Vos questions sont très cohérentes et elles démontrent que le sujet est plus complexe qu'il n'y parait - dès lors qu'on ne s'en tient pas à la seule déclaration de l'inaliénabilité des collections publiques.
Monsieur Ouzoulias, le débat sur la restitution du sabre d'El Hadj Oumar Tall n'est pas rendu plus clair par les questions liées au fait que ce sabre ait appartenu à un chef religieux relevant du soufisme sunnite - car le religieux et le politique étaient alors tellement intriqués, en Afrique aussi bien qu'en Europe, voyez l'Ancien Régime, qu'on ne peut guère en inférer quelque chose de précis en l'occurrence. Vous soulignez que des spoliations continuent et vous avez raison, mais ce sont des vols, qui doivent être traduits par voie pénale : des moyens existent, par exemple contre les marchands d'art qui introduiraient sur le marché des oeuvres issues de pillages par Daesh.
Pour la restitution, il faut procéder par dérogation - et c'est la procédure législative qui garantit contre la jurisprudence. Si demain des critères étaient établis, par telle ou telle commission d'experts, vous seriez dessaisis de votre pouvoir de législateur et de contrôle. En réalité, la restitution doit faire l'objet d'une demande initiale, il ne s'agit pas, pour nous, de restituer l'ensemble des oeuvres venues de pays étrangers, le débat d'une restitution générale est derrière nous.

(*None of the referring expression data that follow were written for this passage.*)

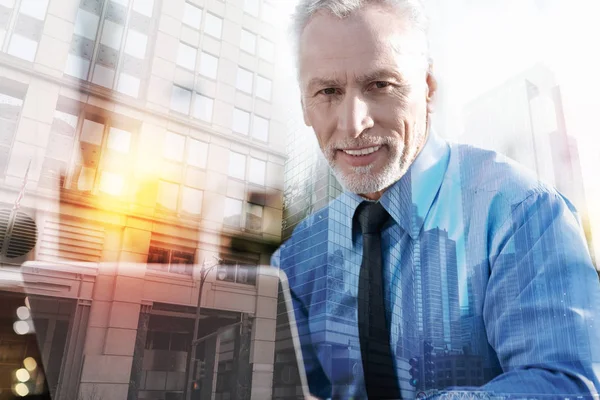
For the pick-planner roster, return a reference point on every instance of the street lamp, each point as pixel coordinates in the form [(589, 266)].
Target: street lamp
[(204, 271)]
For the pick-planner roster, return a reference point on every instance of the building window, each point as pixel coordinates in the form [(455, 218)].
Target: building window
[(244, 80), (252, 7), (203, 107), (266, 50), (12, 95), (191, 201), (257, 171), (110, 44), (254, 213), (237, 165), (178, 261), (167, 196), (144, 7), (26, 19), (263, 88), (248, 42), (192, 16), (197, 153), (169, 341), (209, 65), (241, 121), (230, 271), (175, 198), (186, 56), (268, 13), (232, 214), (104, 151), (181, 99), (213, 25), (174, 146), (260, 128)]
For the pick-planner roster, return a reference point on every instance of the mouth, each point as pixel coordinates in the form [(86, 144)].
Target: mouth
[(361, 157), (361, 152)]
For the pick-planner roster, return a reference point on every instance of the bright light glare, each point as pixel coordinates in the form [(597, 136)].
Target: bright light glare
[(30, 363), (21, 327), (111, 183), (23, 313), (21, 389), (22, 375)]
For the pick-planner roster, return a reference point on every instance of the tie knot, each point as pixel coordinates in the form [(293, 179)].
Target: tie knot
[(371, 217)]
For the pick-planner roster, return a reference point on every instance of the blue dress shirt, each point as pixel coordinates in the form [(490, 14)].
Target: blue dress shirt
[(481, 260)]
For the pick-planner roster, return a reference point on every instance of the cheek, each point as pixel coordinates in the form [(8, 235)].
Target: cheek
[(322, 124)]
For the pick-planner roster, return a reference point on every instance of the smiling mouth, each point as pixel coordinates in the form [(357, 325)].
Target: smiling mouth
[(361, 152)]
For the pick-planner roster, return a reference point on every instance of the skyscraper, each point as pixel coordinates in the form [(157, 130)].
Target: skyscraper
[(155, 133)]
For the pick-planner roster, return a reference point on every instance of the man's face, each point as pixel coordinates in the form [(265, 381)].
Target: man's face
[(366, 91)]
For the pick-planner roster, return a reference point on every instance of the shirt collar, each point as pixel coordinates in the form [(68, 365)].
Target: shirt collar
[(409, 200)]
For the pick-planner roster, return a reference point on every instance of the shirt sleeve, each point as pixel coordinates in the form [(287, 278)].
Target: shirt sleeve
[(318, 382), (541, 308)]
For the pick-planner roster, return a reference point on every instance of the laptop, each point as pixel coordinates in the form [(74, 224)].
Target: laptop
[(104, 330)]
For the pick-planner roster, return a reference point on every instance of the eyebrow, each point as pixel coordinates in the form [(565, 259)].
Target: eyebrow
[(375, 75)]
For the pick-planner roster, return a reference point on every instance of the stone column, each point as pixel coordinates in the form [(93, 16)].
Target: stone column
[(262, 347), (138, 353), (114, 319), (242, 369), (73, 358)]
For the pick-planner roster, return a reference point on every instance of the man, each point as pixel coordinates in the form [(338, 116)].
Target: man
[(445, 255)]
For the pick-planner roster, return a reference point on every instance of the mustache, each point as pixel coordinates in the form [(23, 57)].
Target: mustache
[(352, 143)]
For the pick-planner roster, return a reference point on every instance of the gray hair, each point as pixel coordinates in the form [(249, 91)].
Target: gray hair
[(414, 10)]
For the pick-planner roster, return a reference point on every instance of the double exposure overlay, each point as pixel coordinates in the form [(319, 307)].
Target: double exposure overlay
[(156, 175)]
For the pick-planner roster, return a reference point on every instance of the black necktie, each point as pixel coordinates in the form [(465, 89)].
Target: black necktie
[(381, 380)]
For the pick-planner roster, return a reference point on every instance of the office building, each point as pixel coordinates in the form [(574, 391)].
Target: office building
[(145, 138)]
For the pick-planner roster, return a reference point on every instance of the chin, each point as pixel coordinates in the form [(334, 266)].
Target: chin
[(362, 180)]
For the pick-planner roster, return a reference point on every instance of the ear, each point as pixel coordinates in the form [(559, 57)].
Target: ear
[(304, 113), (431, 88)]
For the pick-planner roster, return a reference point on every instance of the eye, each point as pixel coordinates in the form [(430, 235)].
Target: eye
[(328, 91), (381, 84)]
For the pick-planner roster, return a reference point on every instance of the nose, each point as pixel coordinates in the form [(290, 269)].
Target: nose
[(354, 116)]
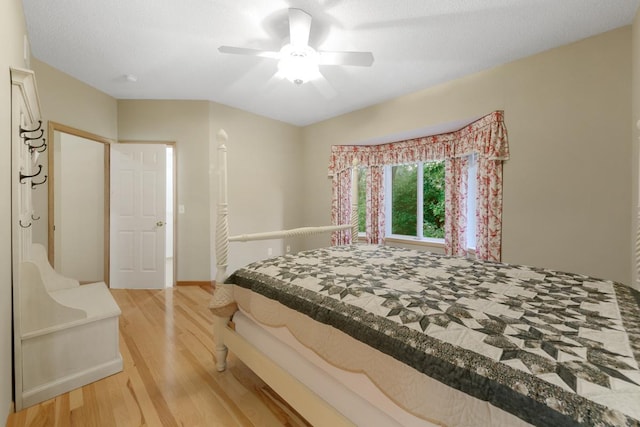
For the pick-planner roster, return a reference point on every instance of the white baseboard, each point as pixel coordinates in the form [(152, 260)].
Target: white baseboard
[(71, 382)]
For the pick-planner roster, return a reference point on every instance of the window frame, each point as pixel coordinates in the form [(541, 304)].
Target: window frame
[(419, 237)]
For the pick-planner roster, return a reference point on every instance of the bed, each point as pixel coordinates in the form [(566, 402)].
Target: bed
[(376, 335)]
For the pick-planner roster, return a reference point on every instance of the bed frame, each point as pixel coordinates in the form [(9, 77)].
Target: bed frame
[(301, 398)]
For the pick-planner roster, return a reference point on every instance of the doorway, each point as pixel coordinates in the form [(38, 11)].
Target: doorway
[(142, 219)]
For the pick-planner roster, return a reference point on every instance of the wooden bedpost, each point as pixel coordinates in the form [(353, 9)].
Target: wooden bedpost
[(222, 304), (354, 202)]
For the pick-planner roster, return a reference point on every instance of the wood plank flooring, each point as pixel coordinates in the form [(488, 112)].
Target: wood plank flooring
[(169, 376)]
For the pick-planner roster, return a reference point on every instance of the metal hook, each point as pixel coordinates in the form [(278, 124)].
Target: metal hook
[(23, 130), (22, 176), (30, 138), (33, 148), (33, 184)]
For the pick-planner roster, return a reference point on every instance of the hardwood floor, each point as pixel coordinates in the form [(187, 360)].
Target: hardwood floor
[(169, 376)]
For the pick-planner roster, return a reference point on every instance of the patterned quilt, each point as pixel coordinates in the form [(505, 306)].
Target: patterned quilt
[(552, 348)]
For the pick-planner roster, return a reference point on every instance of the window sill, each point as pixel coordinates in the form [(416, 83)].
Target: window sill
[(431, 243)]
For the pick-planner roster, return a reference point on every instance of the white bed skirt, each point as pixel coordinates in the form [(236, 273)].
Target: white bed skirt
[(353, 393)]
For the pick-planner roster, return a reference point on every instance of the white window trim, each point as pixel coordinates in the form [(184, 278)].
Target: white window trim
[(400, 238)]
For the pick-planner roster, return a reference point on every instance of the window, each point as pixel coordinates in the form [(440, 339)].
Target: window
[(415, 200), (417, 190)]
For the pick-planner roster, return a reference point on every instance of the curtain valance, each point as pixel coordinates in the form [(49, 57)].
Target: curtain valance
[(486, 136)]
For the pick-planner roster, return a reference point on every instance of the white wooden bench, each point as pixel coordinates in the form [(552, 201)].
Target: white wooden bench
[(69, 332)]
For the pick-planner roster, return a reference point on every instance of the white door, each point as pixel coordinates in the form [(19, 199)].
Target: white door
[(138, 216)]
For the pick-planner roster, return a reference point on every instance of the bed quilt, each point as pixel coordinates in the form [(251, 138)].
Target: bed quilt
[(552, 348)]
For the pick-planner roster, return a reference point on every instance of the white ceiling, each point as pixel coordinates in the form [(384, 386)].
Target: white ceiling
[(170, 46)]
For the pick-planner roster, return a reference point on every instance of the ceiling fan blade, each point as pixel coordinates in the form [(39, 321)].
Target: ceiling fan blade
[(299, 27), (250, 52), (360, 59)]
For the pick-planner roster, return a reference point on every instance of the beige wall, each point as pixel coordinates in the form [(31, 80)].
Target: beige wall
[(264, 184), (12, 33), (70, 102), (262, 153), (185, 123), (635, 117), (567, 187)]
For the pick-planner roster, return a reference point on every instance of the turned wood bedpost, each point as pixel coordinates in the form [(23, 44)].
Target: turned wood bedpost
[(354, 202), (222, 304)]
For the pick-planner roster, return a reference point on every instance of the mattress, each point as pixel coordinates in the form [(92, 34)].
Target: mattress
[(367, 386), (551, 348)]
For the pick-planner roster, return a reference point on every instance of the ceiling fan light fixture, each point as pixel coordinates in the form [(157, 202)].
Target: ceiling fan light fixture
[(298, 64)]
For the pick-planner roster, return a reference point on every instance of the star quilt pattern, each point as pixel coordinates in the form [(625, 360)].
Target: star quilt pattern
[(552, 348)]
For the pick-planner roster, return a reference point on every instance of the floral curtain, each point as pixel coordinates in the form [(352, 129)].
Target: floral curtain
[(375, 204), (341, 206), (487, 137), (455, 200)]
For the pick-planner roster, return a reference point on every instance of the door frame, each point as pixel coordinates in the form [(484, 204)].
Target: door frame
[(174, 173), (51, 129)]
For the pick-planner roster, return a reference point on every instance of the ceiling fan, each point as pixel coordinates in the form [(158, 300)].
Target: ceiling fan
[(297, 61)]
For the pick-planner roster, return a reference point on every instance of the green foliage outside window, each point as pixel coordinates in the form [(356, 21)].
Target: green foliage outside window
[(405, 199), (433, 200)]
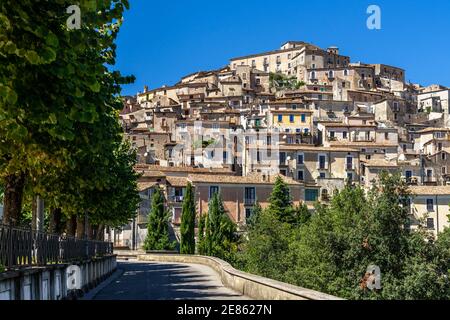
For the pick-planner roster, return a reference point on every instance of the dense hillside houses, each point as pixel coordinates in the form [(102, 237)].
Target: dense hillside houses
[(309, 114)]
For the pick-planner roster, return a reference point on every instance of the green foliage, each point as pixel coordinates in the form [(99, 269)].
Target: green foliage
[(187, 243), (280, 81), (158, 225), (201, 247), (266, 251), (217, 233), (59, 105), (331, 250), (281, 202)]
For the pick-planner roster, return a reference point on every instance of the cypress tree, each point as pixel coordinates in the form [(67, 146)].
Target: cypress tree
[(158, 225), (281, 201), (187, 245)]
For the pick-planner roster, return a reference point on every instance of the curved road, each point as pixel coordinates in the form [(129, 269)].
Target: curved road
[(166, 281)]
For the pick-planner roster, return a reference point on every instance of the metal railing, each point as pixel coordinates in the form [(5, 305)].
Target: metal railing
[(27, 248)]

La France a réceptionné des demandes précises, dont je vous présente sommairement la liste. Il y a la demande du Bénin et du Sénégal, dont nous parlons aujourd'hui ; la Côte d'Ivoire, le 10 septembre 2019, a demandé la restitution du tambour parleur du peuple « Atchan », conservé au Musée du Quai Branly-Jacques Chirac ; le 20 février 2019, l'Éthiopie a demandé la restitution de 3081 biens culturels conservés dans les collections du même musée ; le 17 mai 2019, le Tchad a demandé la restitution de l'ensemble des pièces tchadiennes présentes sur notre territoire, soit environ 10 000 objets ; le 29 janvier 2020, le Mali a demandé la restitution de seize biens culturels ; le 20 février 2020, le président malgache a demandé au président de la République, pour le soixantième anniversaire de l'indépendance, prévu le 26 juin 2020, la restitution du dais de la couronne de la dernière reine malgache, conservé au musée de l'Armée ainsi que l'intégralité des biens culturels malagasy présents sur le territoire français.

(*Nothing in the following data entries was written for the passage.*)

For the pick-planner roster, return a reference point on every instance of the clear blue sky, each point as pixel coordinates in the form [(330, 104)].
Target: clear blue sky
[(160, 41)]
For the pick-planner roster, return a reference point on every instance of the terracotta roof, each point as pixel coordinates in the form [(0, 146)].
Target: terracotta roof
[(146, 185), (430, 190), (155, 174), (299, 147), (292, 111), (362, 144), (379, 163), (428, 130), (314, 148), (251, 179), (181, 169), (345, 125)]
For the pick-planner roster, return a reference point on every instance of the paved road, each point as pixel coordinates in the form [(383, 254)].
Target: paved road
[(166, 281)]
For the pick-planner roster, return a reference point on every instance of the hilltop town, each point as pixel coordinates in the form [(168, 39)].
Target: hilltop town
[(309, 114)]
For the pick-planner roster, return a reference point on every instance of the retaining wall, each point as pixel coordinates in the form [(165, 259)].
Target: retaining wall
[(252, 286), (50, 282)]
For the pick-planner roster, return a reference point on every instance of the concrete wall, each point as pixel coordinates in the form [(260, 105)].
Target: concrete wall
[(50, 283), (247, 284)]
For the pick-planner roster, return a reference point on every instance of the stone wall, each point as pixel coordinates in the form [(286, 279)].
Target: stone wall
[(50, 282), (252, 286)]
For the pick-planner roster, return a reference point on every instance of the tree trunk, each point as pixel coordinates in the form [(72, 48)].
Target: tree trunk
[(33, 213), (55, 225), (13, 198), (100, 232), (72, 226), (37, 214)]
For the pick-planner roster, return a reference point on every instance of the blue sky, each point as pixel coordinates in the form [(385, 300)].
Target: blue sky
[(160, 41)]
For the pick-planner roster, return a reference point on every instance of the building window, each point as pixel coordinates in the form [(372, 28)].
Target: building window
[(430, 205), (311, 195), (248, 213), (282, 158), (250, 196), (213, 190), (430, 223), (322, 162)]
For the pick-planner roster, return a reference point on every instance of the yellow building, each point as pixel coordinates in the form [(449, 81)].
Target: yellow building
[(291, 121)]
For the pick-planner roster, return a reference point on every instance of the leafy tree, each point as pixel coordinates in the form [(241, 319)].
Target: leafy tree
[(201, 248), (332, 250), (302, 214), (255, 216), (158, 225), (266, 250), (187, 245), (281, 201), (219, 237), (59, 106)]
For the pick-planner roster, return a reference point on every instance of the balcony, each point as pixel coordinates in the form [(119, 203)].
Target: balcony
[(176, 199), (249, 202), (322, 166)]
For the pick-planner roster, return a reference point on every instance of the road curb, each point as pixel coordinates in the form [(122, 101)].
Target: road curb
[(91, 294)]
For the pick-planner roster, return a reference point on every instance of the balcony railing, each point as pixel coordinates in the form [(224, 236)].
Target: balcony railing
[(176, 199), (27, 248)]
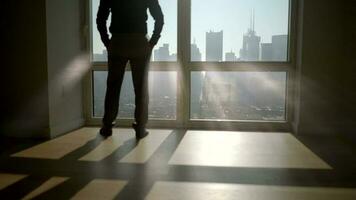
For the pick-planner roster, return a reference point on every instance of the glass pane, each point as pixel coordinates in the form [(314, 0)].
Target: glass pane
[(239, 30), (162, 90), (238, 95), (166, 48)]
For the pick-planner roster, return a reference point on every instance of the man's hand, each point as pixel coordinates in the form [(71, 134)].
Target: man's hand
[(106, 43)]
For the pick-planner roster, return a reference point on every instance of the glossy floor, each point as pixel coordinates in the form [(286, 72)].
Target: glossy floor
[(179, 164)]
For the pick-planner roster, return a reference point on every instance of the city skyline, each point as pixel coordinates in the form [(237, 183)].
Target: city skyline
[(272, 18)]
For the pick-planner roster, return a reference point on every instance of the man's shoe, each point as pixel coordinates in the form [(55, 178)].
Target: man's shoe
[(141, 132), (105, 132)]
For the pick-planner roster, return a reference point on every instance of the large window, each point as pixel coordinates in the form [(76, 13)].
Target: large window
[(238, 95), (217, 60)]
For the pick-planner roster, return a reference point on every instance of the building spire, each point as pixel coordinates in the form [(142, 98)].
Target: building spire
[(253, 20)]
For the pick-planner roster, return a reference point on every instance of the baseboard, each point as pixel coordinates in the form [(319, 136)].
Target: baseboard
[(65, 127)]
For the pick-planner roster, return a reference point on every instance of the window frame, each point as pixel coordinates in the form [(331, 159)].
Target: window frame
[(183, 66)]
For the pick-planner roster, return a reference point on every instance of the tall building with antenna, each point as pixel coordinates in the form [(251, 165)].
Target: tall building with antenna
[(214, 46), (251, 43)]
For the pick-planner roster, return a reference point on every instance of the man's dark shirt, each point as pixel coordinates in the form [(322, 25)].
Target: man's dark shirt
[(129, 16)]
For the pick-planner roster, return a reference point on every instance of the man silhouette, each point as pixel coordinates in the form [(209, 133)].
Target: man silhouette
[(128, 43)]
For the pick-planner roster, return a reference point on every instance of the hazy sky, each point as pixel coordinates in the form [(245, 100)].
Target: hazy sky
[(231, 16)]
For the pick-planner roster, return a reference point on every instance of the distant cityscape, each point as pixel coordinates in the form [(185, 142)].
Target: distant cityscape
[(252, 49), (214, 95)]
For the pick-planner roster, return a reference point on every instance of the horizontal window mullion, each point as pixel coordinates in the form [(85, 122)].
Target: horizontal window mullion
[(261, 68)]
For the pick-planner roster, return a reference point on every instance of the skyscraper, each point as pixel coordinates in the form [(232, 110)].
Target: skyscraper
[(280, 45), (266, 51), (195, 52), (214, 46), (251, 44)]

Cette liste montre que des demandes sont recevables, identifiées, mais que d'autres sont plus compliquées, par exemple la restitution de dix mille objets culturels. Nous avons choisi la procédure d'un examen au cas par cas, c'est le cas pour les vingt-sept objets visés par ce projet de loi. Cet examen consiste en une recherche approfondie sur l'histoire des objets et la procédure requiert un dialogue bilatéral, une coopération entre les deux États. Avec le Bénin et le Sénégal, la coopération culturelle fait l'objet d'un cadre bien défini et de conventions ; un programme de travail commun a été établi avec le Bénin pour la coopération muséale, avec un accompagnement par l'Agence française de développement (AFD) pour la construction du Musée de l'épopée des amazones et des rois du Dahomey. Avec le Sénégal, une déclaration commune du 17 novembre 2019 entend renforcer le partenariat culturel entre les deux pays, impliquant des établissements muséaux au Sénégal et en France.
La restitution ne consiste donc pas à rendre des oeuvres en masse et à s'en désintéresser, elle prend place dans une coopération bilatérale plus large, qui comprend tout un ensemble de mesures dont le projet de loi qui vous est soumis constitue un volet essentiel.
Avec ce projet de loi, nous préservons évidemment la vitrine française, notre capacité de montrer des objets au public ; nos musées disposent d'objets très nombreux, ils en ont bien plus en réserve qu'ils n'en montrent et ils ne seront pas dépossédés par les restitutions. Nous voulons aussi éviter d'instituer des mécanismes qui menaceraient le principe d'inaliénabilité du patrimoine public. Nous voulons également, c'est très important, nous garder de toute arrogance par rapport aux pays demandeurs, nous recherchons un partenariat équilibré et égalitaire, nous n'avons pas à considérer que telle restitution serait illégitime parce que le pays demandeur n'aurait pas notre compétence muséale - attention à tout néocolonialisme, qui serait profondément condamnable.